Smarting from his party's midterm elections defeat, President Barack Obama is turning his attention abroad. His 10-day trip to Asia, the longest of his presidency, is a chance to refocus his energies away from the political battles of Washington and onto what may be the most important region of the 21st century. He has planned stops in India, Indonesia, South Korea, and Japan, a democracy-heavy itinerary -- which, in light of an increasingly assertive Beijing, is hardly an accident. Here, a Mumbai billboard seen Nov. 4 is being readied to welcome the president.

The town hall meeting format hasn't worked out all that well for Democratic politicians facing angry voters in the United States over the last couple years, but odds are that Obama's scheduled get-together with university students in Mumbai on Nov. 6 will go better. The president's town hall meeting with Chinese students in Shanghai last year was uncontroversial and sedate, with the audience and their questions carefully chosen by authorities -- no word yet if Indian authorities will be as strict. Above, students reading at the University of Allahabad.

There is special significance to Obama's visit to Jakarta: He lived there for four formative years of his childhood, and has frequently described how his experiences abroad as a boy shaped his worldview and foreign-policy outlook. Obama will meet with President Susilo Bambang Yudhoyono, above, on Nov. 9 in Jakarta on his visit and discuss formal state relations. The president has cancelled two previous visits to the country, so Indonesians are looking forward to finally seeing a man who many of them consider one of their own.

Following a wreath-laying ceremony at Indonesia's Heroes Cemetery in commemoration of Indonesian Heroes Day on Nov. 10, Obama will visit Jakarta's Istiqlal Mosque, the largest mosque in the largest Muslim-majority country in the world. The president is scheduled to give a speech heralding Indonesia's cultural pluralism and vibrant democracy as proof that Islam and modernity can co-exist during his visit, but the White House has clarified that he will not give the speech at the mosque -- for sadly obvious domestic political reasons.

On Nov. 10 Obama will head to South Korea, which has been a vital ally of the United States for over half a century, but only in the last two decades has the country emerged as a regional power in its own right. South Korea is now the United States' 7th largest trading partner, and a pending U.S.-Korea Free Trade Agreement -- which was put on the back burner in the run-up to this month's elections -- could increase the $78 billion in bilateral trade between the two by as much as 25 percent. Above, Buddhists celebrates the Buddha's birthday in Seoul on April 26, 2009.

2010 marks the 60th anniversary of the beginning of the Korean War, and the first event for Obama on his trip to Seoul is a Veteran's Day visit to Yongsan Garrison, the U.S. military headquarters in South Korea. While Secretary of State Hillary Clinton visited the demilitarized zone in July, the president is not scheduled for a visit to the North Korean border.

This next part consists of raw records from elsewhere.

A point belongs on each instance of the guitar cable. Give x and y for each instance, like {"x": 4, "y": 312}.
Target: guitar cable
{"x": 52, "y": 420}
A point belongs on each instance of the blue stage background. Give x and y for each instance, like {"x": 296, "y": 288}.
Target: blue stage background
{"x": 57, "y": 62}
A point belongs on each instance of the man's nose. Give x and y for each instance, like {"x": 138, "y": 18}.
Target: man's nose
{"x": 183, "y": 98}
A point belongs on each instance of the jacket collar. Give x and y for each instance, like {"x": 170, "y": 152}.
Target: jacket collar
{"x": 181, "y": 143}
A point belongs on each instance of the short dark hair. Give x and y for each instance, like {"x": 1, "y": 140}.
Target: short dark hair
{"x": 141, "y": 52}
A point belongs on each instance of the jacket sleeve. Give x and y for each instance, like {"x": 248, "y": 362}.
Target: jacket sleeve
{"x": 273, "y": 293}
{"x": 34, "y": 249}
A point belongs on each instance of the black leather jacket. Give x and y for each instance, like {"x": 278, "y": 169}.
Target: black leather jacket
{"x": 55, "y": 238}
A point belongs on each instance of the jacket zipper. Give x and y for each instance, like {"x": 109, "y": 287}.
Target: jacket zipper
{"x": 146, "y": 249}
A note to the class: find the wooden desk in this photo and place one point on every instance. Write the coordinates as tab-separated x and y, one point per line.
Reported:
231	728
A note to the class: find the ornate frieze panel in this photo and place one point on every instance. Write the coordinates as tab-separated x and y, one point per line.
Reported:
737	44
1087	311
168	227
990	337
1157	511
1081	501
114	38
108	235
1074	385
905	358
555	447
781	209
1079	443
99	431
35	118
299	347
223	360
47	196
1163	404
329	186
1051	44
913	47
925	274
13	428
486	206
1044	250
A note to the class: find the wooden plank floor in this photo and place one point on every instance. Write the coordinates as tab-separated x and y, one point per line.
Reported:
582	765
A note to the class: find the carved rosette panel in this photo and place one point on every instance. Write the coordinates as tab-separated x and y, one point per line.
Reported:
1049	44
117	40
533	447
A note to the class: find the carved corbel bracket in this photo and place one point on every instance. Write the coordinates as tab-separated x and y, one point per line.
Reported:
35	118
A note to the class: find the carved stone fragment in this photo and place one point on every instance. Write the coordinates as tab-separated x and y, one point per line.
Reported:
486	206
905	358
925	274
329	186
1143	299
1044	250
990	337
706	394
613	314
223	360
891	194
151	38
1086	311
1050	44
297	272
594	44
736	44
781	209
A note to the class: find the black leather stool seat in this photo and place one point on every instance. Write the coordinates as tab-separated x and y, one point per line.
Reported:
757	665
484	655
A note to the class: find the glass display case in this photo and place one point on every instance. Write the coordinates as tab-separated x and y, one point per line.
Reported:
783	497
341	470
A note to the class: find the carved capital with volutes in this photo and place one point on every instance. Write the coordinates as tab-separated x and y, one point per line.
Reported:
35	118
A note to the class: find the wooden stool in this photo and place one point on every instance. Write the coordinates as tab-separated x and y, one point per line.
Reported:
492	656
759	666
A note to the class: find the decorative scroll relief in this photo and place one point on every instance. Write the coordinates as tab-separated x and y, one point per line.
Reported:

Above, South Korean soldiers stand in the rain during a change of command ceremony at a U.S. military base in Seoul.

The centerpiece of Obama's Seoul visit will be the G-20 meetings with leaders of the world's biggest economies on Nov. 11 and 12. The Obama administration is aiming to come away from the summit -- as well as several bilateral meetings with foreign leaders including China's Hu Jintao -- having made progress on China's artificial currency pegging. The devaluation of the renminbi has kept down the price of Chinese goods at the expense of other countries' exports, including the United States'.

After Seoul, Obama heads to Yokohama, Japan for the Asia-Pacific Economic Cooperation conference. The president is looking not only to fortify U.S. ties with Japan in light of tensions over the large U.S. military presence in Okinawa, but also to strengthen ties with the country in the face of a growing Chinese naval presence in the region. Japan's new prime minister, Naoto Kan, has taken a more cooperative approach than his predecessor in working with Washington, and is reportedly leaning towards a U.S.-led Trans Pacific Partnership Free Trade Agreement which could allow certain U.S. markets -- particularly agricultural -- to enter Japan easier.

After meetings with Australian Prime Minister Julia Gillard, Japanese Prime Minister Naoto Kan, and Russian President Dmitry Medvedev, Obama's last scheduled stop, on Nov. 14, will be the Great Buddha statue above in Kamakura, which he visited once before as a child. But many Japanese -- including survivors of the atomic bombings that ended World War II -- are disappointed that the president, a Nobel Peace Prize laureate who has made a new nuclear weapons disarmament treaty a foreign policy priority, won't be including a stop in Hiroshima or Nagasaki on his itinerary.